03 noviembre 2017

De paraguas


A las ocho en punto de la tarde se encendía el farolillo de la casa número ocho, en la calle de los sauces.
A esa hora, cuando los días se acortaban y la lluvia resbalaba en los paraguaslos chiquillos del barrio volvían a casa, siguiendo la orden irrebatible de sus padres. A las ocho acababan los juegos infantiles y comenzaban otros cuyo eje vertebral eran los besos furtivos entre las sombras, a salvo de la luz indiscreta de las farolas, y lejos de las miradas escondidas tras los visillos de las ventanas.

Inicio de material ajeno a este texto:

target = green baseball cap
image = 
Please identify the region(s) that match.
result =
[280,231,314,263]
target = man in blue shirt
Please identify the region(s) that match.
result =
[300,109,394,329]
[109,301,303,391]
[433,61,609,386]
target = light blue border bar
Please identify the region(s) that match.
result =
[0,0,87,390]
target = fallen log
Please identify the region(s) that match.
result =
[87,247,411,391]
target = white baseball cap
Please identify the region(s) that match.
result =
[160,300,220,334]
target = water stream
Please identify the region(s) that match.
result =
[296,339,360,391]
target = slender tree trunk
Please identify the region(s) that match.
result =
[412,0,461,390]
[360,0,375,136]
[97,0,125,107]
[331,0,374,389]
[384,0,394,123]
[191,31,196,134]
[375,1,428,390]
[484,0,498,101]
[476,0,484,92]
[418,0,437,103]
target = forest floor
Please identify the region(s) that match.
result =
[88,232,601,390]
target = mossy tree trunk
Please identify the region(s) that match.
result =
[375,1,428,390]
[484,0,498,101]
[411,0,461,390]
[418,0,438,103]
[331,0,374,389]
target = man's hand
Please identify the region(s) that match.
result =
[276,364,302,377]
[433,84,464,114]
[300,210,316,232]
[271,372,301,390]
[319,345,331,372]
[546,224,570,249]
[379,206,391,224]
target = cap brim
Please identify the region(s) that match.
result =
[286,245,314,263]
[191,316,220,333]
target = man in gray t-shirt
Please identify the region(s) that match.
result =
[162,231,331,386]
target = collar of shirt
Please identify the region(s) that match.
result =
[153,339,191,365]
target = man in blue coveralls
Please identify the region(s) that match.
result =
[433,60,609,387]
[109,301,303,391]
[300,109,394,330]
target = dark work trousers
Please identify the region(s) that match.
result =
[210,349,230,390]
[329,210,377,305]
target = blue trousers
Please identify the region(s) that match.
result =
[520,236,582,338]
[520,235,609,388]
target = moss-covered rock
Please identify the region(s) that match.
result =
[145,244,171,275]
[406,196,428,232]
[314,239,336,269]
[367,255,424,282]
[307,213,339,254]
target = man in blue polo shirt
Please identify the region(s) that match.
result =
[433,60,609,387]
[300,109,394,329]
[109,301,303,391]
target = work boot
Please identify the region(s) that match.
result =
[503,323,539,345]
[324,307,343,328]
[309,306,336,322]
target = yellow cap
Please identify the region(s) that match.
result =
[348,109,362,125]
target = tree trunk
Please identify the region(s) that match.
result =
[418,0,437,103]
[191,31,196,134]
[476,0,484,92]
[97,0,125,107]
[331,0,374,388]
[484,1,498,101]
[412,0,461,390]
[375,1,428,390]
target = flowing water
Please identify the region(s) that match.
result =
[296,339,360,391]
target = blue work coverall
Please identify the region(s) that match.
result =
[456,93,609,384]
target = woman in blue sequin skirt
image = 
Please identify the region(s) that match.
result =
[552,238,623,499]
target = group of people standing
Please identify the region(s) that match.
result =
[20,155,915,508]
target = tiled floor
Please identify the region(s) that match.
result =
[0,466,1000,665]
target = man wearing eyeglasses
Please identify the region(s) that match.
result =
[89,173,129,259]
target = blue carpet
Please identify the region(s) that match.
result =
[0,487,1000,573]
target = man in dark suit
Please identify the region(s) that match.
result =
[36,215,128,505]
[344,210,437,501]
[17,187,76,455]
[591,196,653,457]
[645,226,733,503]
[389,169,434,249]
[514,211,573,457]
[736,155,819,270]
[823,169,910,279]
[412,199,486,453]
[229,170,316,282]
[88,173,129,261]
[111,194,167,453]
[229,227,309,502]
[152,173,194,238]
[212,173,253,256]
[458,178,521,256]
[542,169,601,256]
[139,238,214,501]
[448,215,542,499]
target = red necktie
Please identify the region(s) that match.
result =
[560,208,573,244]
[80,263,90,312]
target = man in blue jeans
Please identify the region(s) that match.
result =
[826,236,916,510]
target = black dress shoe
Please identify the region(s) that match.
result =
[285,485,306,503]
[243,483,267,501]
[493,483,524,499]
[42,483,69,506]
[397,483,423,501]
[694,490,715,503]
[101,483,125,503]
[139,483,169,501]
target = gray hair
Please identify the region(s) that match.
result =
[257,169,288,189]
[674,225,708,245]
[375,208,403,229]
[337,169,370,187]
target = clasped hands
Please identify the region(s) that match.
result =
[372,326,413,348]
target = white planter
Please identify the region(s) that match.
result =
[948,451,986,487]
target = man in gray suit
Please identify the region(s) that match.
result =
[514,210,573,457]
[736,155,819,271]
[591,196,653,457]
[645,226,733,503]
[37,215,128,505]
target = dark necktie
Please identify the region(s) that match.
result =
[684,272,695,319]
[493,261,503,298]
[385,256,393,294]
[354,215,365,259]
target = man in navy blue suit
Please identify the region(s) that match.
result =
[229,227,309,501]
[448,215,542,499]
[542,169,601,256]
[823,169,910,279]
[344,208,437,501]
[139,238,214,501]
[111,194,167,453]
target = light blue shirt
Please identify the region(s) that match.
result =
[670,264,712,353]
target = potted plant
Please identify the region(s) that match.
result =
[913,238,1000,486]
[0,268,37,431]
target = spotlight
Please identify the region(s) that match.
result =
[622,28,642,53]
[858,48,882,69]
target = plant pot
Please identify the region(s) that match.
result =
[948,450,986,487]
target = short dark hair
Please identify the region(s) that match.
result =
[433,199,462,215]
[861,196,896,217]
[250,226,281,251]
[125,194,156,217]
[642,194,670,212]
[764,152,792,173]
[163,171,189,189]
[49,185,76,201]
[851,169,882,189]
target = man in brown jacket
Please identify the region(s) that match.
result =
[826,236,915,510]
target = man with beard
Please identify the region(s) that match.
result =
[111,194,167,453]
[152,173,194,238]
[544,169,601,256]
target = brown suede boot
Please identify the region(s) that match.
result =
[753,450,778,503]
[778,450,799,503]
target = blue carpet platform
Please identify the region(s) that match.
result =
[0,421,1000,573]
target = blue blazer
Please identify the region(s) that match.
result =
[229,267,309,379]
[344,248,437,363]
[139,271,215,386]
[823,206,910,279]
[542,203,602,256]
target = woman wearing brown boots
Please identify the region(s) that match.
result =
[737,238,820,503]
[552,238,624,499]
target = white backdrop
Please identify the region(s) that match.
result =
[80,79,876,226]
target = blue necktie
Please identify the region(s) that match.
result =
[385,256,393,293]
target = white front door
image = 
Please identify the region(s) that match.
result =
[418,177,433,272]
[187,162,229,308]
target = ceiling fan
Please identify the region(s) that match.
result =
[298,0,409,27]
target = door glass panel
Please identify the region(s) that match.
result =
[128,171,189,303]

Paisajes. Fotos de Ginebra

5 comentarios:

Sara dijo...

Sensual, entrada llena de sensualidad, y a la vez, de recuerdos entre sol y sombra, de recuerdos de infancia en cualquier pueblo de España, supongo que también del mundo.
Me has hecho reflexionar, las fotos preciosas, en ese blanco y negro mágico, ese sauce llorón, y ese otoño que ya nos llena por completo con esos, su días, que tanto se acortan, y que yo no soporto...ojalá el otoño fuese como es, pero con la luminosidad de los día se junio...sería ya PERFECTO.
Mi abrazotedecisivo guapísima.

Chousa da Alcandra dijo...

Benditos sauces, colaboradores imprescindibles para mitigar tanto exceso lumínico favorecedor de la furtividad de besos y algunas licencias táctiles tan sutiles como sabrosísimas...

virgi dijo...

Me parece como si hubieras estado en Lanzarote, ese arbolillo al lado de la ventana bien podría ser.
La vida mientras pasa el tiempo y unos crecen y otros se enamoran.
Besos, mi niña, gracias por la visita.

Aristos Veyrud dijo...

Las fotos recogen y regocijan a fidelidad escenario y razones para que florezca tan maravilloso relato.
Abrazos Artista!!!!!!!

Gabriela dijo...

Lo sutil que se mueve a medias luces.
Siempre recreando, suenas bien!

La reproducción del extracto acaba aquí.